Group movements. There are some movements in individuals of a community which are determined by some purpose of benefit to the community. We term this phenomenon the group psyche or soul. You find it in the termites, ants, baboons, apes, and in all animals which live in groups or are gregarious.
Then lastly:
The psyche of individual memory that is the psyche of the primate, man and the apes, baboons and monkeys.
When you live with baboons you very soon see that the difference between the psyche of the lowest baboon and the highest mammal (the dog or otter, for instance) is far greater than the difference between the psyche of the baboon and that of man.
What exactly is the difference? We know that the difference is there, but to put our meaning into words is difficult at first. A great deal of very patient work was necessary to enable me to write down in black and white of what the difference consists.
If you ask scientists what the psychological difference is between a baboon and an otter, nine out of ten will say that the baboon possesses powers of reasoning and intelligence, which the otter lacks. It would be just as clear if they said the baboon is a baboon and the otter is an otter. Neither answer takes you very far. Another scientist may say that a baboon can learn new habits more easily than an otter. This is more enlightening but does not help us a great deal.

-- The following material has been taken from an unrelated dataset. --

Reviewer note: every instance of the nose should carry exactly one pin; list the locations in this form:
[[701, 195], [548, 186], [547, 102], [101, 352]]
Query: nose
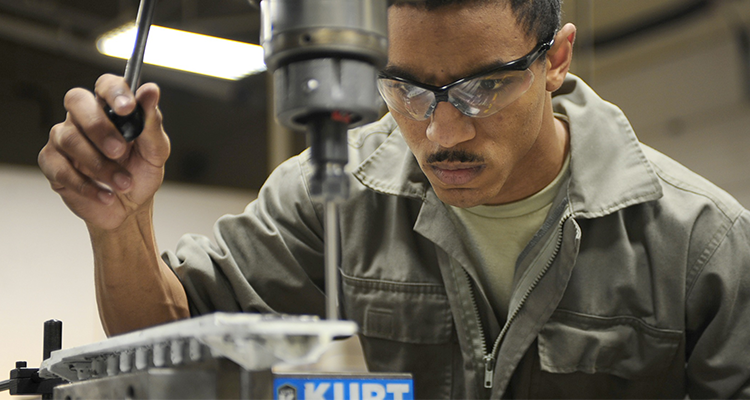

Let us look at this race memory carefully and see what the result of it is in nature. Let us take a land bird that can fly and is very much the same in every respect as other land birds. Gradually our bird begins finding food on the beach. After millions of years he learns to catch fish in fairly deep water. As soon as this becomes a fixed habit natural selection begins to operate. The deeper the bird goes into the water, the more chance he will have of survival if he is equipped for his new life physically and psychologically. And so it goes on for another million years. The bird loses his wings, they now serve as oars; he loses his feathers, which become down; his legs become adapted for swimming and at last we have the penguin. By the way, you will see I adhere to Darwins theories: I never saw very much in those of De Vries. If we observe the penguin or the otter, for all that I have said applies to both, we notice several important facts. If any sudden change occurs in their environment, they are completely at sea. Let me give you an example of the otter in these conditions. Once in the Waterberg during a drought which lasted for four years and when all the streams became stagnant you would find otters all over the veld adjacent to the big waterways. There were still pools of water, but these contained no fish or crabs. The otter is a nimble creature, and you can teach him to catch birds and other small land animals in the same way as a cat does. But he cannot teach himself to do this. Hundreds of these wild otters died in the midst of plenty. At this time I managed to get hold of a pair of newly born otters. One of these I sent to Sprinbokvlakte, thirty miles from the nearest running water. As he was dug out of the nest shortly after birth, he had never seen a river. A bitch reared him with her own litter. He never saw or was given food other than raw meat, birds and other land animals, and he never saw water except when it was given to him in a dish to quench his thirst.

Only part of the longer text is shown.